La muerte contenida dentro de la vida me asustó.
Para calmarme, exigí demasiado amor. Como un señor feudal en plena Edad Media, agobiando con impuestos a su pueblo exangüe, reclamé de mis favoritas inhumanos tributos amorosos: las obligué literalmente a arrodillarse.
Ellas consintieron de buen grado, pero sus ofrendas nunca me parecían suficientes. Inge había muerto y ya no podía darme amor. Entonces me fijé en la más sublime de las mujeres: mi madre.
Me colgué de su cuello.
—Mamá, quiéreme.
—Te quiero.
—Quiéreme más.
—Te quiero muchísimo.
—Quiéreme todavía más.
—Te quiero tanto como pueda uno llegar a querer a su hijo.
—¡Quiéreme más que todo eso!
De repente, mi madre vio al monstruo que se abrazaba a ella. Vio al ogro que había criado, vio el hambre personificada, con sus ojos gigantescos, que exigían una satisfacción fuera de toda norma.
Inspirada sin duda por las fuerzas oscuras, mi madre pronunció unas palabras en las que algunos verían crueldad, pero que eran de una firmeza indispensable y que, en adelante, desempeñarían un papel capital en mi existencia:
—Si quieres que te quiera un poco más, sedúceme.
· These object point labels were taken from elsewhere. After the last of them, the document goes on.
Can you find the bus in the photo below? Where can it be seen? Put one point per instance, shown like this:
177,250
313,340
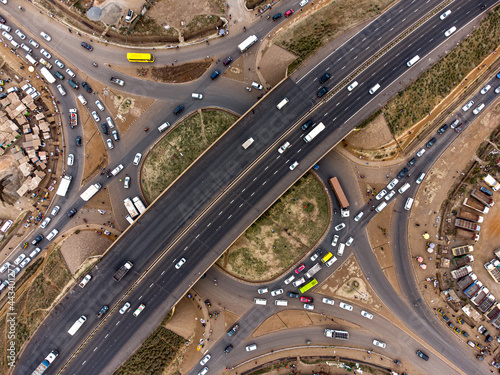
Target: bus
140,57
308,286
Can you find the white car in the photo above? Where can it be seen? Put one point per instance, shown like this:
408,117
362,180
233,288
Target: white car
485,89
340,227
125,308
345,306
367,314
328,301
45,53
19,259
380,195
283,148
393,183
466,107
45,36
20,34
99,105
380,344
335,240
137,158
180,263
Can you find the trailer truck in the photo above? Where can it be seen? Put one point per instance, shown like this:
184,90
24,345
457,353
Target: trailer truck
122,271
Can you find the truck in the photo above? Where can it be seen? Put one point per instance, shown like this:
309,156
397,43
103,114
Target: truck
313,133
491,182
76,326
482,198
90,192
466,215
139,205
467,225
122,271
461,272
337,334
73,118
130,208
247,43
313,271
463,260
47,75
476,205
46,363
64,185
339,193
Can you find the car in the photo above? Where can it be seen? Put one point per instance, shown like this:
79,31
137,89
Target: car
180,263
137,158
299,282
87,46
445,14
422,355
380,344
283,147
205,359
420,178
19,259
55,210
366,314
466,107
139,310
45,36
404,171
102,311
381,194
300,268
485,89
339,227
45,53
20,34
345,306
294,165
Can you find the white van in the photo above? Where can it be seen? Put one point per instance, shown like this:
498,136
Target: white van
403,188
374,89
163,126
408,204
82,99
283,103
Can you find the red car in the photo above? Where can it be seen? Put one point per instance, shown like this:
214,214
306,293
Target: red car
300,268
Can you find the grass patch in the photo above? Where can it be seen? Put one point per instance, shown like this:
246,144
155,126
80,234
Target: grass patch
175,153
418,99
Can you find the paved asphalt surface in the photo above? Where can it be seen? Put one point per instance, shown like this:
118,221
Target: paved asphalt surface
228,205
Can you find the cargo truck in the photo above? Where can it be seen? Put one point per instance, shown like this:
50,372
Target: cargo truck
122,271
467,225
73,118
90,192
46,363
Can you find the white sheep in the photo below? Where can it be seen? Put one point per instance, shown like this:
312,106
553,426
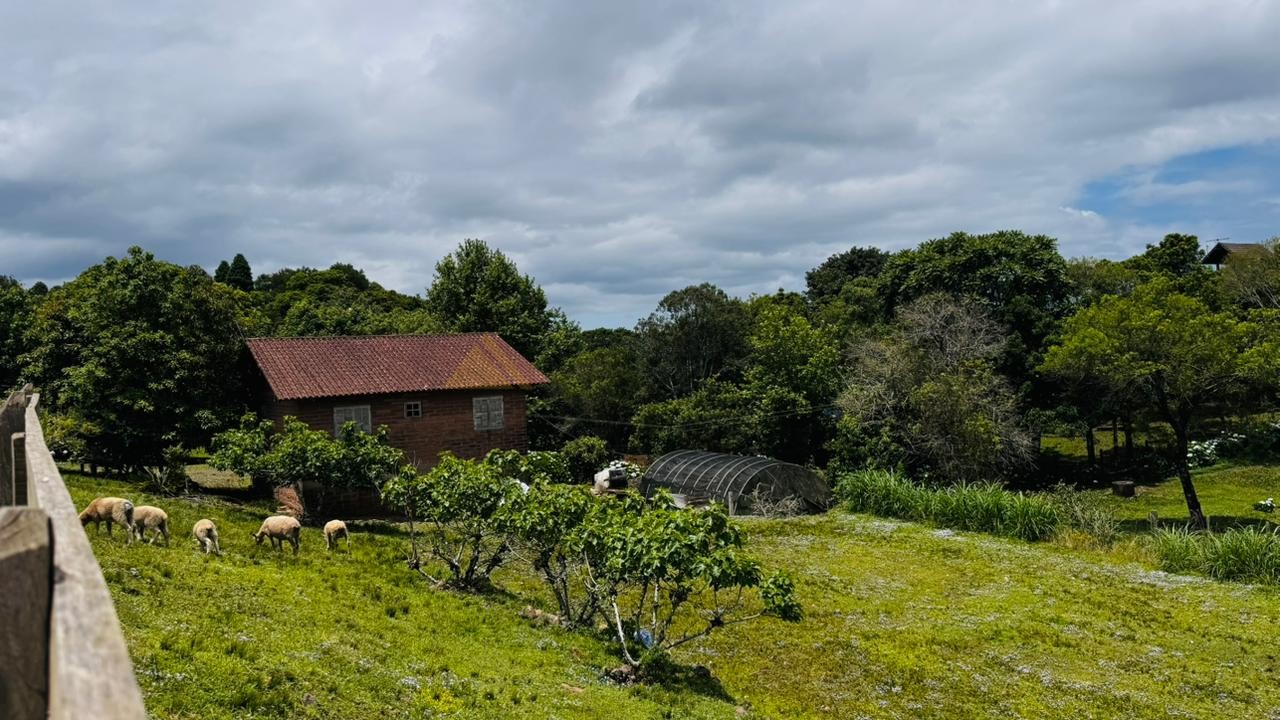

Aquella frase me indignó. Rugí:
—¡No! ¡Tú eres mi madre! ¡No tengo que seducirte! ¡Tú tienes que quererme!
—Eso no existe. Nadie tiene que querer a nadie. El amor, uno se lo gana.
Me derrumbé. Era la peor noticia que había oído nunca: tendría que seducir a mi madre. Tendría que merecer su amor y todos los demás amores.
Así pues, no bastaba con aparecer y exigir ser amada. Así pues, yo no tenía esencia divina. Así pues, las dosis faraónicas de amor que yo exigía no eran legítimas. Aquella avalancha de así pues hizo que me viniera abajo.
Seducir a mi madre: no sería moco de pavo. ¿Cómo hacerlo? Ni idea.
Peor aún: en adelante habría que merecer el amor. Me sentía como la familia real inglesa al enterarse de que tendría que pagar impuestos: ¿cómo? ¿Ahora resultaba que no tenía derecho a todo por mi cara bonita?
Por si eso fuera poco, era perfectamente consciente de que necesitaría demasiado amor: no me conformaría con la porción congrua. Iba a tener que merecer dosis incongruentes de amor. En pocas palabras, iba a tener que emplearme a fondo y pasarlas canutas.
Tenía toneladas de trabajo por hacer. Y fui consciente de algo que se me reveló entonces y que no dejó de revelarse en adelante: en la vida, iba a tener que cansarme.
Aquella idea me agotó de antemano.
Afortunadamente, estaba Juliette. Con ella el exceso era absoluto, incondicional.
Era admirable. Escribía poemas rebordeados con adjetivos incomprensibles. Siempre llevaba flores en sus largos cabellos. Se maquillaba los ojos y su boletín de notas. Se hacía querer por los caballos. Cantaba sin desafinar. Se había batido en duelo con un tipo de su clase que le había seccionado el dedo. Hacía saltar y dar vueltas en el aire las crepes que cocinaba. Era impertinente con los adultos.
No dejaba de deslumbrarme.
Mis padres la elogiaban porque leía a Théophile Gautier. Vi allí un filón para seducir a mi madre.
Decidí leer libros de un nivel superior a los de mi edad. Leí Los miserables. Me encantó. Cosette perseguida por los Thénardier, resultaba deleitable. La persecución de Jean Valjean por Javert me fascinaba.
Había leído para que me admiraran. Leía y descubría que admiraba. Admirar era una actividad exquisita, eso producía picores en las manos y facilitaba la respiración.
La lectura era el lugar privilegiado de la admiración. Me puse a leer mucho para poder admirar a menudo.